Every kilogram of organic waste in landfill emits nearly two kilograms of greenhouse gas, which means the waste service at the campus has prevented a significant volume of carbon emissions from being emitted.
CSU Green, which manages the University’s sustainability programs and initiatives, along with the Division of Facilities Management, has awarded the Charles Sturt Campus Services team in Albury-Wodonga a ‘Sustainability Champion’ award in recognition of their efforts to implement the food and garden organics collection system.
The group, comprised of the campus’s outdoor facilities and cleaning staff and led by manager Mrs Susan Collins, have developed and undertaken a range of emission-saving initiatives, including:
- identifying laboratories and student residential buildings to trial additional organic waste collection and disposal services;
- the addition of smaller bins with compostable liners to the campus’s childcare centre to allow the easy disposal and collection of organic waste; and
- disposing of autumnal garden clippings without the need for off-site mulching.
CSU Green Manager Mr Ed Maher said the service was both a credit to the staff involved and indicative of the University’s commitment to sustainability.
"It’s great to see the passion and continued dedication of the Charles Sturt University staff involved because without it new services like this can easily fail,” he said.

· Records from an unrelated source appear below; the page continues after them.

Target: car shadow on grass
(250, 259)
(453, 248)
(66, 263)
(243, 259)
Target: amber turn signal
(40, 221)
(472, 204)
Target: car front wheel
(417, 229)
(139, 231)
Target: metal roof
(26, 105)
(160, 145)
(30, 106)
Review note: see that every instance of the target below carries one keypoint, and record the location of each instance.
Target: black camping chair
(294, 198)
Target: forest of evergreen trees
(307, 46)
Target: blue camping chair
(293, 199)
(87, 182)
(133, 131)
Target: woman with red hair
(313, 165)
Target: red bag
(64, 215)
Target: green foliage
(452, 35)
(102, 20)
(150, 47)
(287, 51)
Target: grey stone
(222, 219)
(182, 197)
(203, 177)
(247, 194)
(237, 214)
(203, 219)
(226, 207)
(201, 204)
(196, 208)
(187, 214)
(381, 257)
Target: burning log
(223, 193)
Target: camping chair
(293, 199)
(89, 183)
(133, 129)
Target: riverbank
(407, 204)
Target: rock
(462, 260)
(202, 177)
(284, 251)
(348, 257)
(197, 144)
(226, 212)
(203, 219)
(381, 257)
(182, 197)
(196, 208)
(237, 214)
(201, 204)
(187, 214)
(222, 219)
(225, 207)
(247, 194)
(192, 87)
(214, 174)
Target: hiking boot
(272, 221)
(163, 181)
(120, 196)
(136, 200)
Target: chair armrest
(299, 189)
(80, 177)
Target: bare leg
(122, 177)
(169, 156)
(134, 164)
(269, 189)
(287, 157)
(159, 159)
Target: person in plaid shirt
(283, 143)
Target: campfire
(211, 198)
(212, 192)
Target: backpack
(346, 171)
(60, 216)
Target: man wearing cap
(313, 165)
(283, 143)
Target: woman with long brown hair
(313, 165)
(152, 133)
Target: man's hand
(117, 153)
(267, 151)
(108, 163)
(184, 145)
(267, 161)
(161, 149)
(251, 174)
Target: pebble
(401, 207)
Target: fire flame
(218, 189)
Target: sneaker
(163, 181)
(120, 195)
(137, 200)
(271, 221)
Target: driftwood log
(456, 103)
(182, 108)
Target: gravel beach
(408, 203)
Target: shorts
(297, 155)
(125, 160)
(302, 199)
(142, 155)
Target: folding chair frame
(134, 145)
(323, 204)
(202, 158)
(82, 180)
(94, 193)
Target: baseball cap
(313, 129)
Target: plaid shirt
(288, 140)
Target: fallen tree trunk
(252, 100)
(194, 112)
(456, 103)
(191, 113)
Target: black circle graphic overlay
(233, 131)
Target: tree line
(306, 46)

“The University has a proud record of environmentally-friendly programs, and this service is just another example of how Charles Sturt University is always looking for ways to reduce waste and carbon emissions and improve its sustainability efforts.”
Other Charles Sturt campuses are introducing organic waste systems with the Wagga Wagga campus bringing in commercial collections in its catering area in January, while the Bathurst campus is set to commence onsite composting trials later this year.
The Albury-Wodonga organic waste service comes on the back of nearly 230 items of furniture at the campus being rehomed in 2019 under Charles Sturt’s trial waste diversion policy, which aims to decrease the amount of furniture and equipment the University sends to landfill.
At the start of June, Charles Sturt released its annual Sustainability Scorecard, which details the University’s environmental impact and sustainability achievements, standards and commitments for 2019.
In April, Charles Sturt was ranked within the top 70 universities in the world in the Times Higher Education Impact Ratings, which assess more than 600 universities against the United Nations’ Sustainable Development Goals and ranks them in 17 categories.
Charles Sturt has ranked 61st overall and scored fourth in reduced inequalities, sixth in gender equality, 13th in clean water and sanitation, 22nd in life on the land, and including 36th in quality education.